前述にてピックアップした3章にもそんな描写はあり、主にかのキャラクターの愛好家たちの会話には、昨今のコロナ禍で問題視されるようになった”ある現象”が脳裏を過ぎること請け合い。会話の内容こそ笑いに振り切っているが、いざ現実に存在するという認識で読んでみると、180度印象が変わる。そして、ゾッとするような思いをするだろう。前述の手遅れの件もそうだが、過去に何らかの経験がある人ほど、この闇にまつわる描写には古傷を抉られるような気持ちになる。経験がない人もまた、インターネットというものには、いかなる”怪物”が潜んでいるのか、それを考えさせられるきっかけになるだろう。
逆にどのような”救い”という名の光があるのかも。

ラストの4章はその題材がクローズアップされており、複数あるエンディングも示唆に富むものになっている。何より、若干ネタバレになってしまうが、真の結末(トゥルーエンド)が用意されていないのが見事。「良いも悪いも使い手次第」というインターネットの真理に迫ったかのようなものになっているので、特に初回プレイではプレイヤーの思いに委ねた選択を決断し、その後の展開を楽しんでみて欲しい。筆者のお薦めはひとつ見たら他はあえて見ない……なのだが、ゲームの攻略的には見ておくとよい側面がある。ちゃんとやり切りたい思いがあるならば、流れに身を任せるがままがベストだ。

そんな具合に、基本はユーモアながらも、侮りがたいテーマ性が込められたストーリーに完成されている。あまり言及しなかったが、登場人物も主人公を振り回す奈落ちゃんを始め、個性の強いメンツ揃い。そのおかげでシリアスなテーマが背景にある場面でも重くなりにくいなど、調整役として機能している側面があるのも秀逸だ。

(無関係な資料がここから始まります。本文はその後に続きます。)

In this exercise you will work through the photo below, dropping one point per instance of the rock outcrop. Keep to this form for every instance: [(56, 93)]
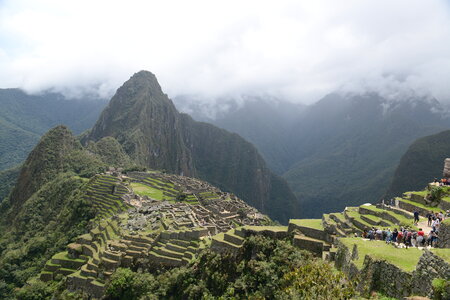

ただ、設定からして怪しさバリバリの奈落ちゃんは一体、何者であるのか、それについてはあまり期待しない方がいいかもしれない。どういうことかは最後のエンディングを見れば分かる。人によってはモヤッとする恐れがあるので念のためご注意(?)を。

ここは現世の地獄か、もしくは天国か。もしくは宇宙なのか。

全体のボリュームも全4章を読み終えておよそ1時間程度と、短編ゆえに早々とエンディングへと辿り着ける。1話単位のボリュームも大体10~12分程度なので進行もサクサク。ただ、エピソードごとに扱っているテーマと不意を突く展開などもあって、密度は相応にある。さらに章ごとに用意された分岐パターンの確認など、再プレイを促す要素もあるので、全てを確かめるとなれば、そこそこ長く楽しめるかもしれない。

演出面も音楽の切り替え、カットインの挿入共に場面ごとの雰囲気を盛り上げるための工夫が徹底されている。とりわけ最初の1章はその試みがよく発揮された仕上がりになっているので必見だ。真夜中、寝静まった時(※重要)にご覧あれ。

題材が面白いだけにあと1~2エピソードほどあっても……となる物足りなさがあったり、奈落ちゃん絡みの描写を踏まえると続きが欲しくなる気持ちが刺激されたりもするが、全体としてはソツなくまとまった仕上がり。恐怖あり、笑いあり、ドン引きありの起伏の激しいストーリー構成と、そこに込められたインターネットの光と闇の描写は、一度見れば強烈な印象を残すこと確実。これと言って手強いゲーム要素もなく気軽に楽しめる作りなので、少しでも興味を抱いた方はぜひ、この現代の”地獄”を覗いてみよう。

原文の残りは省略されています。